Унтерштурмфюрер проследовал вдоль прохода, задерживая шаг у каждого купе и вслушиваясь. Двери пропускали сквозь себя то сонную тишину, то легкий говорок, то смех, то громкий выкрик: кто спал, кто таинственно переговаривался, кто спорил, а кто веселился. Вагон собрал совсем разных людей и по характеру, и по возрасту, и по положению, и они, укрывшись в купе, раскрывали себя. Раскрывали себя, как допустимо это в военное время, в дороге, ночью. Они были пьяны, почти все. И те, кто спал, и те, кто, приглушив голоса, разговаривал. Ну а там, где раздавались выкрики и смех, попойка продолжалась.
Смех! Унтерштурмфюрера привлек именно смех. Не просто смех. Смеялась женщина – низкий, грудной, чуть возбужденный голос. Знакомый голос. Женщина смеялась заливисто, веселости в смехе, правда, не было, – так смеются взволнованные люди, их беспокоит чье-то внимание, слишком откровенное и настойчивое, или тревожит близкая опасность, или, наконец, необходимость скрывать тайну, свое истинное настроение. Иногда так смеются перед слезами.
Унтерштурмфюреру показалось, что причина взволнованности – внимание. Женщина в компании мужчин. И они хмельны. Хмельны и поэтому хотят быть смелыми. Звякают стаканы под горлышками бутылок – неуверенные руки никак не могут удержать стекло на весу. Вино, должно быть, проливается, и женщина пугливо вскрикивает:
– Ай! Ай! Мое платье…
Вскрикивает и смеется. А ее утешает хрипловатый голос:
– Если фрау разрешит, я сотру пятна… Губами…
– Нет, лучше мы его выстираем… Не правда ли, фрау? Прямо сейчас, здесь…
И снова смех.
Унтерштурмфюрер чуточку задерживается около этого купе, потом, повернувшись, быстро идет в противоположный конец прохода. Он бледен, и руки его, кажется, дрожат. Одна из дверей, которую офицер минует, приоткрыта. В щель видна темнота. И больше ничего. Как бы случайно унтерштурмфюрер касается ногтями двери, звучит короткое: тук-тук! Он никого не вызывает, не спрашивает разрешения войти, просто играет пальцами, как это делают слишком рассеянные или слишком сосредоточенные люди и им нужна механическая разрядка.
У соседнего, четвертого, купе офицер останавливается, напрягает слух, как бы проверяя, нет ли чужих шагов за спиной, затем быстро отдергивает дверь и так же быстро бросает себя в купе.

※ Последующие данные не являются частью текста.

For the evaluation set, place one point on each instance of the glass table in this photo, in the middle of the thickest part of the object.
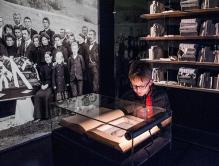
(108, 128)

Прямо на диван, на чей-то плед, пахнущий духами и чем-то домашним, совсем несвойственным вагону. Офицер дышит тяжело и порывисто, будто долго бежал, долго торопился и не успевал глотать вволю воздуха. Теперь, успокоенный, утоляет жажду.
Проходит минута, другая. Унтерштурмфюрер включает свет и видит зеркало, четким прямоугольником торчащее в дверях и отражающее матовую лампу в потолке, черную драпировку окна, столик со стаканом уже потерявшей газ минеральной воды и покачивающейся в такт движения поезда, пачку кексов, разорванную, но не начатую, и какие-то баночки и бутылочки – женское хозяйство. Видит еще офицер в зеркале себя – очень бледного, болезненно-бледного и хмурого. Но это не задерживает его внимания, не заставляет задуматься или встревожиться, – он знает, что бледен. И именно сейчас бледен. Значит, мало сил и их надо беречь.